One of the patients on my team (and by that, I mean that she is not my patient, but I do see her regularly on rounds) is a woman who is Cantonese- and Mandarin-speaking. For the big, long, important conversations with the patient and her family, the team uses a trained translator. But for the day-to-day, “how are you feeling?”/”do you need pain medication?”-type questions, I get pulled into the room quite often. I have to tell you, there is nothing that makes me feel more useful than getting paged by my attending physician (the boss of all of us) so that I can translate between her and the patient.
Sometimes, though, this comes back to bite me in the ass. Yesterday, I got called into this same patient’s room to discuss the feeding tubes she was getting. As of now, she is getting total parenteral nutrition, meaning that a mix of calories and vitamins are being put directly into her veins. If you think of food as traveling from mouth –> stomach –> intestines –> bloodstream (via absorption), then you can see how bypassing everything can sometimes cause problems, and not be the best solution, though it’s easiest to start an IV line. On the other hand, placing a direct tube into the stomach or intestines requires a slightly larger procedure, including anesthesia, even though it more closely mimics actual eating because the feeds are more food-like and less chemical parts-like. And even though this patient had already had a very long conversation with the translator the previous day about the need to switch to a stomach tube, she wanted to re-hear the reasoning. And I have to tell you, it amazed me that I remembered the words for “intestine” and “blood vessels,” though I was totally stumped on how to say “feeds” and “feeding tube.” I settled on the Chinese equivalents of “food-like liquids” and “tube in stomach for food-like liquids.” Someone asked me to translate “eating by mouth isn’t possible because she can’t protect her airway and might aspirate the food into her lungs,” which completely tapped me out as far as my vocabulary goes.

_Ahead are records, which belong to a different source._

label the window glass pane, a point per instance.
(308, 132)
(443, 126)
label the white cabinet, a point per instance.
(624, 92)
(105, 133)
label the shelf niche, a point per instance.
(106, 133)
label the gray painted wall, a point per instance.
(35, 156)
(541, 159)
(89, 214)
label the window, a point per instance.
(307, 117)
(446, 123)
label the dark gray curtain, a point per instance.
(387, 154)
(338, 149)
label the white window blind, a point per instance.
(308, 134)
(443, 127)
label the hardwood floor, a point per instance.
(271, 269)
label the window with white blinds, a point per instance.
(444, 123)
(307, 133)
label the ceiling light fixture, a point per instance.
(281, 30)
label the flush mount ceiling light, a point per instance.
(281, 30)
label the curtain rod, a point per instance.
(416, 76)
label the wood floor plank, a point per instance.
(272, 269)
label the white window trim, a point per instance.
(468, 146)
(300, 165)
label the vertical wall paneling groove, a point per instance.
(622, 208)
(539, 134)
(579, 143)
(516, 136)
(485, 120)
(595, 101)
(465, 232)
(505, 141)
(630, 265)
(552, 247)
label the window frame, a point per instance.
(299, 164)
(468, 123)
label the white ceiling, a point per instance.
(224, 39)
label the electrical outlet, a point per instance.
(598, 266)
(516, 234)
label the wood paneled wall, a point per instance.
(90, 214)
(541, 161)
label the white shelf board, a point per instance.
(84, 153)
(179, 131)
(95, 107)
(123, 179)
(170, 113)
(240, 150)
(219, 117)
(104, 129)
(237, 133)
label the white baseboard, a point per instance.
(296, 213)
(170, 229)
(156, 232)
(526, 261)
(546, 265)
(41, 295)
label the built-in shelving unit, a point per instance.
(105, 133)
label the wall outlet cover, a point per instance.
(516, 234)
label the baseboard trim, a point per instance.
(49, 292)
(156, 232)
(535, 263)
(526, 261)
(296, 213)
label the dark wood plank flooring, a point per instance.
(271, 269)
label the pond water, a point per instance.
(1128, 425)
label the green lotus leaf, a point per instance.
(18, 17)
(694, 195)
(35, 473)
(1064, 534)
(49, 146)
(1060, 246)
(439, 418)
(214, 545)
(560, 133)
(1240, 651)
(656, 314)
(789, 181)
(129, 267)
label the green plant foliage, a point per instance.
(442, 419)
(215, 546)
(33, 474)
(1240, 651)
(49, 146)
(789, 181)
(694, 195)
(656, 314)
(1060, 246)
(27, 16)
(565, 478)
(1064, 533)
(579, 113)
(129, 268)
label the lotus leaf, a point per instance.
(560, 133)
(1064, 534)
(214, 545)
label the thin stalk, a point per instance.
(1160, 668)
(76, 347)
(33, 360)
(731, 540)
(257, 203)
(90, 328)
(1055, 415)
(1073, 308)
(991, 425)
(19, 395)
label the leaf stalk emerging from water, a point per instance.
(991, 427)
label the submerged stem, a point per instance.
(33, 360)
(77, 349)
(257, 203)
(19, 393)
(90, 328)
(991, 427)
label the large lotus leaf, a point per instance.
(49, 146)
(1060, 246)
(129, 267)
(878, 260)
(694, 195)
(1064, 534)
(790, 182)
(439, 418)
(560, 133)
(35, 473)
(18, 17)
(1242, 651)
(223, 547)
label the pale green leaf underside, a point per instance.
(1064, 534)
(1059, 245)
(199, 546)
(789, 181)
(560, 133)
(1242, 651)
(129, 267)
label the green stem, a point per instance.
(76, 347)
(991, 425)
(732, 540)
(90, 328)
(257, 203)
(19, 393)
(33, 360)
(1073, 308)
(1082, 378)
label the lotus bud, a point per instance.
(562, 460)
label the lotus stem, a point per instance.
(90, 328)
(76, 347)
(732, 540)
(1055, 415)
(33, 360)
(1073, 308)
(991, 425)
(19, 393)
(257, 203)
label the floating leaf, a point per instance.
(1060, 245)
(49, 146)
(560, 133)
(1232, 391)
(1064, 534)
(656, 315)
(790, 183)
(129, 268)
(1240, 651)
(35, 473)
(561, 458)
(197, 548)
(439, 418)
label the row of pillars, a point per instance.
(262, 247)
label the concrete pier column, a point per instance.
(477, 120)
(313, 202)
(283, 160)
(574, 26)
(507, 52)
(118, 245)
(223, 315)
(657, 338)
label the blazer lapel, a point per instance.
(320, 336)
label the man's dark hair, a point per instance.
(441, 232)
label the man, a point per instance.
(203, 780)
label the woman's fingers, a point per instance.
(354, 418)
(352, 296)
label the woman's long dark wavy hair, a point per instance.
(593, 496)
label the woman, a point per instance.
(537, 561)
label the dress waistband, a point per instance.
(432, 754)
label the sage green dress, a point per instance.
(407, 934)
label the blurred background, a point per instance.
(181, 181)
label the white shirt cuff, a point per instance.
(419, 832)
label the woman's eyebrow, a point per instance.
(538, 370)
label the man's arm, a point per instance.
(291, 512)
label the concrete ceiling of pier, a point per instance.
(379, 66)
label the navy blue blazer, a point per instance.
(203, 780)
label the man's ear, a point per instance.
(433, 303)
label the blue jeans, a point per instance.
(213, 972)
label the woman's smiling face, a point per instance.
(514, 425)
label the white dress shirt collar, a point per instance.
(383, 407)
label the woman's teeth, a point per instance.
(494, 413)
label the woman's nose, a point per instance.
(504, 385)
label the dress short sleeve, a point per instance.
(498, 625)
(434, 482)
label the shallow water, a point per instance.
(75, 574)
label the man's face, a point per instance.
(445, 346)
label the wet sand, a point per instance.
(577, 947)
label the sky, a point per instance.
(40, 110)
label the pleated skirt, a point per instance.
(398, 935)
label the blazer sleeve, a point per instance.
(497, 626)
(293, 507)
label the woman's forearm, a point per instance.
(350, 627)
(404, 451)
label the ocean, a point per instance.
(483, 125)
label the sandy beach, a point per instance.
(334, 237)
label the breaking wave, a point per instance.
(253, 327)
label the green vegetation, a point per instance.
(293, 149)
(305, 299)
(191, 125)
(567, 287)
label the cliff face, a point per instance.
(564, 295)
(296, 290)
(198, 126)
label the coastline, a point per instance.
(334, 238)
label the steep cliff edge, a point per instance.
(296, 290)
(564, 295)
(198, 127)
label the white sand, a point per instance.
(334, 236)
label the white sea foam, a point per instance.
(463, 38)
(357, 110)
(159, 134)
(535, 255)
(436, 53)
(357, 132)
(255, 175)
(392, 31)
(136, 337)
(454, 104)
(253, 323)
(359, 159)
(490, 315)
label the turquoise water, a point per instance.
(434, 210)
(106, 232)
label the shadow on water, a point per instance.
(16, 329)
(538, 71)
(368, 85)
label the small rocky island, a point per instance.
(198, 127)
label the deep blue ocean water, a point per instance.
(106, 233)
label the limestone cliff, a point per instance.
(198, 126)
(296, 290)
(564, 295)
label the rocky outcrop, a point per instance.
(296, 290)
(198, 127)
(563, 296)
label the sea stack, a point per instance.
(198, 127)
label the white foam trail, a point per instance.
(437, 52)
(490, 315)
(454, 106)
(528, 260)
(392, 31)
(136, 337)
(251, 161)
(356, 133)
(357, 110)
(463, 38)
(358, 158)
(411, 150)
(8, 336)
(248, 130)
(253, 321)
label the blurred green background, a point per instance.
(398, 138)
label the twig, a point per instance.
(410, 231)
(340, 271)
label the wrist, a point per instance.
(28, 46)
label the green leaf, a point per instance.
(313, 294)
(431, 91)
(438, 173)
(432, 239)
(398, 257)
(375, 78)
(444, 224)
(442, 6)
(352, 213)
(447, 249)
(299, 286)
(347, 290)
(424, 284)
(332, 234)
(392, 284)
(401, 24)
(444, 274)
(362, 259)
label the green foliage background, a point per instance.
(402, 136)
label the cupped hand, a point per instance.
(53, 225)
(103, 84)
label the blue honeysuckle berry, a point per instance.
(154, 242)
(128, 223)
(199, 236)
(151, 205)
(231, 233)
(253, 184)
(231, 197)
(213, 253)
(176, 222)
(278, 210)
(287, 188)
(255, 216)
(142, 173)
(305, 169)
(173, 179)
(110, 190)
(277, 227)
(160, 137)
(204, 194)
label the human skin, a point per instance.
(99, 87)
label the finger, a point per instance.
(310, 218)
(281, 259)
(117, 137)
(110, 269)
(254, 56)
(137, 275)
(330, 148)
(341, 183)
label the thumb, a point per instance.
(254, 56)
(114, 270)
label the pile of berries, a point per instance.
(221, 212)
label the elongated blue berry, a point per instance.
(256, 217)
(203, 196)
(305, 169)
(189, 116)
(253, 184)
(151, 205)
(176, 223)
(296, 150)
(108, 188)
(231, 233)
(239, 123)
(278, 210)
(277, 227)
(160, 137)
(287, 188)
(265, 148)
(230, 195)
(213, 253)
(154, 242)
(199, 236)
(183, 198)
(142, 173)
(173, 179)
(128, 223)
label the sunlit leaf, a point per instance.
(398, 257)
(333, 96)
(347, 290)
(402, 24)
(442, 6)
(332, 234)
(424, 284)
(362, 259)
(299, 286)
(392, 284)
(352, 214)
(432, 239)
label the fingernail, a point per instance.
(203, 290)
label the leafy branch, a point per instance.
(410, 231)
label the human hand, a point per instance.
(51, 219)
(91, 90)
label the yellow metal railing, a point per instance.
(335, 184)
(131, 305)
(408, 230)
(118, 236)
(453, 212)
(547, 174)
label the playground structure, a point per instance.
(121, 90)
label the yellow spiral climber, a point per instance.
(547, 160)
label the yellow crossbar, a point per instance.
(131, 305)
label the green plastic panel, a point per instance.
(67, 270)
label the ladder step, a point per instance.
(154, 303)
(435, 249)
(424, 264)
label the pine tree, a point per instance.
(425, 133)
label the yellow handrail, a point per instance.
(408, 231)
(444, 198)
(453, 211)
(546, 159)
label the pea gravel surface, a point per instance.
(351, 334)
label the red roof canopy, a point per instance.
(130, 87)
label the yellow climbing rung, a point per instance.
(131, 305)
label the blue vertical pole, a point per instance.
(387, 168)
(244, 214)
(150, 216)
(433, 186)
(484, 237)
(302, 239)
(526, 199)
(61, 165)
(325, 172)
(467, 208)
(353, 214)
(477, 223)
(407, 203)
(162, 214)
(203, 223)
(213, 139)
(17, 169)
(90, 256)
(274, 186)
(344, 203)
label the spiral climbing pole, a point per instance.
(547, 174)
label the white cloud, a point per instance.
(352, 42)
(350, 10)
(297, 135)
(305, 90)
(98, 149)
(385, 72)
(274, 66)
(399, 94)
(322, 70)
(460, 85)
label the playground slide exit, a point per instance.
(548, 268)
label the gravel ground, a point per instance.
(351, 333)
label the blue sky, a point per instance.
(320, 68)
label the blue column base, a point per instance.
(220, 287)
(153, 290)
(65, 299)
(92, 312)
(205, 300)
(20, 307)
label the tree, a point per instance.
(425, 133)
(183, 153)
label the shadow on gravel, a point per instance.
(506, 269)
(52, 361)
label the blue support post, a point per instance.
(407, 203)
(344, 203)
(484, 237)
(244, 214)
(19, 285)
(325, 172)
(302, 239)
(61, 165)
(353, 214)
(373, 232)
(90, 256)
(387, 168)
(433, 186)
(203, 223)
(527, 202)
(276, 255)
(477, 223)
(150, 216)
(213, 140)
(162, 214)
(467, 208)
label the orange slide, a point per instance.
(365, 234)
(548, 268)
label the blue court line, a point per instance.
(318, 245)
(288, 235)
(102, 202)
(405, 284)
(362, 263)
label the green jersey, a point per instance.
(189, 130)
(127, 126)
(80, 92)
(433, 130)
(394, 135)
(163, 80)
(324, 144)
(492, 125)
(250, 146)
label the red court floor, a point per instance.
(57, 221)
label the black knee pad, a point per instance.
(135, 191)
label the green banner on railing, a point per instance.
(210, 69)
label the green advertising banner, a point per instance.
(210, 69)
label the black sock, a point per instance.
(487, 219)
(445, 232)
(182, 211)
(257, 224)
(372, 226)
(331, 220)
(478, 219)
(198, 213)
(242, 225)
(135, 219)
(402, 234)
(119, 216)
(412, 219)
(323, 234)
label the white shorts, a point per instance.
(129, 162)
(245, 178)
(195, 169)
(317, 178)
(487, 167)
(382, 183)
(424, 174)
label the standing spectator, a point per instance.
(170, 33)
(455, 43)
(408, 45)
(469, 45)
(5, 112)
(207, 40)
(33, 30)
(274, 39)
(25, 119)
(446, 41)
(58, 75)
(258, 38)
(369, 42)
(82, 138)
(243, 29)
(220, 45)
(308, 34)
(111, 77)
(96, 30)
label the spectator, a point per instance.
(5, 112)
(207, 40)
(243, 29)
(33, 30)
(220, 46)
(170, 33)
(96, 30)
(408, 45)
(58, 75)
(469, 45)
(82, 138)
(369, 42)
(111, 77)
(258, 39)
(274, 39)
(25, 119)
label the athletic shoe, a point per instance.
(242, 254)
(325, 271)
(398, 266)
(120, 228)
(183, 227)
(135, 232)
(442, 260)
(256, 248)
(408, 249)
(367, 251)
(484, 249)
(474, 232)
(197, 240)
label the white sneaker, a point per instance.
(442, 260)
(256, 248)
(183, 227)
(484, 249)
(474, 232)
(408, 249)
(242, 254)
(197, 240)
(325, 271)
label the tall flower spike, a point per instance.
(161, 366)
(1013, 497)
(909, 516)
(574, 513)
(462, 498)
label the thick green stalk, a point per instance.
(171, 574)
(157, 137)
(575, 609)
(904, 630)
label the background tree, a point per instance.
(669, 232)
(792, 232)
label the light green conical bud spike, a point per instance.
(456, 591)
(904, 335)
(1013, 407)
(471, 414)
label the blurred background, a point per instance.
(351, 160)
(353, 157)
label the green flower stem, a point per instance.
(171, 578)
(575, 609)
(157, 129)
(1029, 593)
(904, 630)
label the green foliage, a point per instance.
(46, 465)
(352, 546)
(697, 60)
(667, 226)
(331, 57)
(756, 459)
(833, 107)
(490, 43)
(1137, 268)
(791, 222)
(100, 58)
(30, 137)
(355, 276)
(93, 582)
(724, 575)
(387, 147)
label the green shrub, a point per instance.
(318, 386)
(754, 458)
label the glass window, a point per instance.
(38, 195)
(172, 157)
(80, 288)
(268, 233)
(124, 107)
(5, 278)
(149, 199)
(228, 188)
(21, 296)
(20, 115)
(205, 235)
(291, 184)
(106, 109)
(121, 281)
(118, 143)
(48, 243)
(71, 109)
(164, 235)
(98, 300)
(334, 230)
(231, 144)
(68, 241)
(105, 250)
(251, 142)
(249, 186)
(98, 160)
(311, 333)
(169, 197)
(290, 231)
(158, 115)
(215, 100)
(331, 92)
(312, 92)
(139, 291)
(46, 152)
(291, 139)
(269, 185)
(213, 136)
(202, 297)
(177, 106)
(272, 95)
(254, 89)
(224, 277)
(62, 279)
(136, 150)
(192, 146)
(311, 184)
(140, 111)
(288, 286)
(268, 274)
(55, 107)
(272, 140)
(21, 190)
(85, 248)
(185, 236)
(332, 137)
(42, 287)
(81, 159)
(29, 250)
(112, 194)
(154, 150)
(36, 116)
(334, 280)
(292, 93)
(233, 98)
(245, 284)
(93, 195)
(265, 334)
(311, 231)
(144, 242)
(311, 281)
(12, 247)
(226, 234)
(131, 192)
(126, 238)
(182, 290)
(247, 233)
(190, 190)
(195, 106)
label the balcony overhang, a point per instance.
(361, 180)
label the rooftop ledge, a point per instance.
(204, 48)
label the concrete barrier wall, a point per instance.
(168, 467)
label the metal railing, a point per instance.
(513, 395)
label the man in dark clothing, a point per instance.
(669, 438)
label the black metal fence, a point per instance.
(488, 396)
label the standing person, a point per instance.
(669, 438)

I ended up saying something long the lines of, “using the mouth to eat isn’t possible because you can’t protect your air tube, and might cough and choke on the food after swallowing.” That’s close enough, right? I mean, I doubt all native English-speaking patients understand “aspirate” when we say it. This is what I tell myself, anyway.
Interestingly, the nurses on the floor (who are English-speaking only) were worried that she had a flat affect and might be getting depressed or feeling hopeless because she wasn’t talking to anybody. But this idea seemed ridiculous to my attending physician and anybody else on the team who has seen her talking to her family or to the one Chinese-speaking physical therapist who walks her around daily or to me. With people with whom she can converse in Chinese, she is super chatty and animated. It’s good to remember that a shared language (even through my crappy vocabulary and her weakened voice) can be simple but make the biggest difference in a day.
Naively, I told my mother this, and she is now ridiculously pleased with herself for having insisted I speak in Chinese with her and for having forced me to go to Chinese school for 10 years. Like she needed more ways to know she’d raised me well. I’m sure she’s told anybody who will listen. She will dine on this for years decades.